Je eigen observaties rondom werkdruk en ongewenste omgangsvormen zijn belangrijk. Naar aanleiding van je observaties en de RI&E kun je besluiten tot een onderzoek.
De managementstijl en voorbeeldrol van de leidinggevende heeft veel invloed op het gedrag, functioneren en welbevinden van medewerkers.
Vertel medewerkers tijdens werkoverleg of een andere bijeenkomst wat ze kunnen doen bij werkdruk en ongewenste omgangsvormen.
Het is belangrijk om gedragsregels op een rijtje te zetten en (vooraf) aan je medewerkers uit te leggen. Bijvoorbeeld bij indiensttreding.
Een vertrouwenspersoon in je bedrijf, bij wie medewerkers terecht kunnen en aan wie ze hun verhaal kunnen vertellen, is belangrijk.
Door serieus met kleine incidenten om te gaan, kun je voorkomen dat ongewenst gedrag een groter probleem wordt. Spreek de dader dus altijd aan.

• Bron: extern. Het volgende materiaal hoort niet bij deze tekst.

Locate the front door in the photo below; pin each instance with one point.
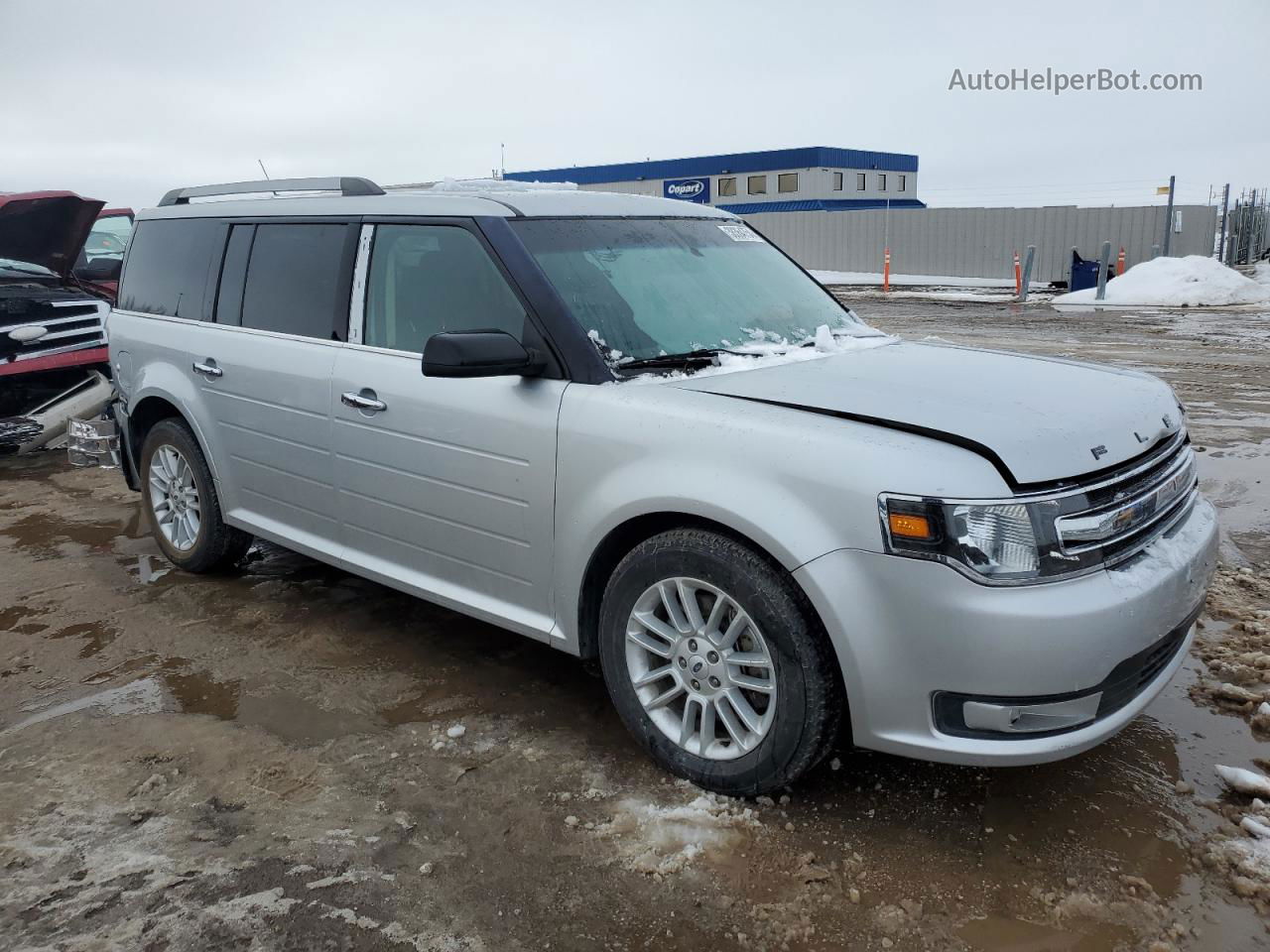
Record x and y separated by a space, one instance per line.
445 486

Belangrijk is dat leidinggevenden ongewenst gedrag, zoals pesten en discriminatie, herkennen.
Geef medewerkers (en daders) bij ernstige incidenten de kans om een formele klacht in te dienen.
Na een incident gaat vaak veel aandacht naar de dader. Zorg dat je het slachtoffer ook goed opvangt en nazorg geeft.
Een protocol ongewenste omgangsvormen en werkdruk is onderdeel van een goed PSA-beleid. Hierin maak je duidelijk hoe je binnen jouw organisatie omgaat met ongewenst gedrag.